Donc oui, dire, énoncer et dénoncer, fait partie de l’action politique. Mais l’incantation facile, le double discours et les promesses extravagantes en font partie aussi. Et puis il y a une difficulté, c’est que la nature, mutilée par nos modes de vie et nos choix techniques, est sans voix et qu’elle ne manifeste pas plus dans les rues que les générations à venir qui souffriront de nos choix présents.
L’efficacité du compromis
Pour le reste, le point de clivage entre, non pas seulement les deux candidats, mais plus largement les deux électorats qu’ils représentaient, porte sur le sens du compromis. Les uns pensent que tout compromis est un reniement. Les autres, plus préoccupés par l’idée de faire tout ce qui est possible dans une situation donnée, acceptent de faire des compromis afin de rassembler des majorités de projet qui leur permettent d’agir. Cette deuxième manière de raisonner ressemble plus à ce qui se passe dans un système parlementaire.
Le paradoxe est que tous les candidats écologistes ont réclamé un système moins présidentiel. Or l’idée d’ignorer le compromis et de dérouler son programme sans coup férir, une fois que l’on est élu, relève beaucoup plus d’une présidence régalienne que d’un système parlementaire proportionnel où l’on passe son temps à négocier.

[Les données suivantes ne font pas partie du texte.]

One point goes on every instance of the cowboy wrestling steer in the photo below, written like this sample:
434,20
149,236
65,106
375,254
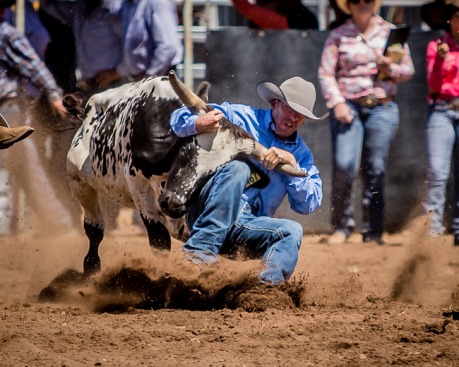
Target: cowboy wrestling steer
125,149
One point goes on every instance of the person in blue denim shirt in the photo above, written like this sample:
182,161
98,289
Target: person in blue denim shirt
231,214
442,123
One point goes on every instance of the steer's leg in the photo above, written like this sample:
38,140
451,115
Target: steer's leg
158,235
93,224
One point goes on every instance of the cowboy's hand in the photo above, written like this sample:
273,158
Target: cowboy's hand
209,122
106,77
442,49
343,113
58,108
273,156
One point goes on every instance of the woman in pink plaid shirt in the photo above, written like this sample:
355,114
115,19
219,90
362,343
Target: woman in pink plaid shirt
359,84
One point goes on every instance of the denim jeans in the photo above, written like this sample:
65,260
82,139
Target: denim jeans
364,144
442,131
223,223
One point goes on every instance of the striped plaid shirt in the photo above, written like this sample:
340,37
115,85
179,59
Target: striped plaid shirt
348,66
18,60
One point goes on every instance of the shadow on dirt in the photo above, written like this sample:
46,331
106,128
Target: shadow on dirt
126,288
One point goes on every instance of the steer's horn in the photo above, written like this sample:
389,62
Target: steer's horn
281,167
187,96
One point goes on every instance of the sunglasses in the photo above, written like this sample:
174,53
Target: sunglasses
356,2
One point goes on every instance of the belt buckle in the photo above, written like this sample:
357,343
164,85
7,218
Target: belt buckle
369,101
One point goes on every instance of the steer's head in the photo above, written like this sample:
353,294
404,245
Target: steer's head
200,156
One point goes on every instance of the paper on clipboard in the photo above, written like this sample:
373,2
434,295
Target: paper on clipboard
397,35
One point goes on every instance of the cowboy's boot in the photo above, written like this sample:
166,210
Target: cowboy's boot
11,135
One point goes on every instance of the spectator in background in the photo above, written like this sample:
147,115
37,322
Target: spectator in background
359,84
19,62
442,124
151,45
53,134
277,14
35,32
96,25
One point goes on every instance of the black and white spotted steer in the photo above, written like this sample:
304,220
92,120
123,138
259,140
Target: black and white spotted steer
125,149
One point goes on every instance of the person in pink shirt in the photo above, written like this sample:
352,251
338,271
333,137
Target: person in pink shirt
442,123
359,84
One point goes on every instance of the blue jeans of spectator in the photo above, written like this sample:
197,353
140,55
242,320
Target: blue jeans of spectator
362,145
442,132
223,223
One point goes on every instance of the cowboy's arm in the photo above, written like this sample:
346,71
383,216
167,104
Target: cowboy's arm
305,193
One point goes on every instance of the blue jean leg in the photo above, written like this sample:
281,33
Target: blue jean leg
364,144
276,241
214,212
379,130
441,136
347,142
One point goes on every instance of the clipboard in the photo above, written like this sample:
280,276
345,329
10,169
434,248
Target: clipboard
397,35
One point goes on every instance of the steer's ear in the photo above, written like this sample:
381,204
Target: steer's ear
188,97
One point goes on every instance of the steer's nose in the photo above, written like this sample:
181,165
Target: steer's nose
170,205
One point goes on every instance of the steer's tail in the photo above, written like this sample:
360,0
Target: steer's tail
74,105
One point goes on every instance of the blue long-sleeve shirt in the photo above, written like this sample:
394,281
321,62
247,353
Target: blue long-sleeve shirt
303,193
151,44
98,35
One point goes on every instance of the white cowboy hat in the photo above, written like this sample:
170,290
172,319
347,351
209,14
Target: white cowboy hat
295,92
343,5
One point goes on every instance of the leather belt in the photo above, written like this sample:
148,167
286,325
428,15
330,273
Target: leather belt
371,101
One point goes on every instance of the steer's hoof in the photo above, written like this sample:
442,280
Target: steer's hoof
161,253
91,266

Mais, en l’occurrence, si on veut avancer sur les sujets aussi lourds de l’écologie, il faudra réunir des majorités transitoires. Et pour constituer des majorités transitoires il ne suffit pas de dire en espérant convaincre, il faut aussi écouter et tenir compte du point de vue de l’autre. On doit donc élargir son usage de la parole, afin d’être en mesure d’agir.
Et ce n’est pas être insuffisamment radical que d’accepter d’entendre un point de vue différent du sien. Là aussi, quand je dis cela, je pense à la circulation des convictions religieuses. Les croyants ont souvent confondu radicalité et prosélytisme agressif. Voilà pourquoi, sans doute, je suis spécialement sensible au rapport à la pluralité des opinions dans le champ politique. Et, je le répète, ce n’est pas parce que l’on a des opinions différentes que l’on ne peut rien faire ensemble.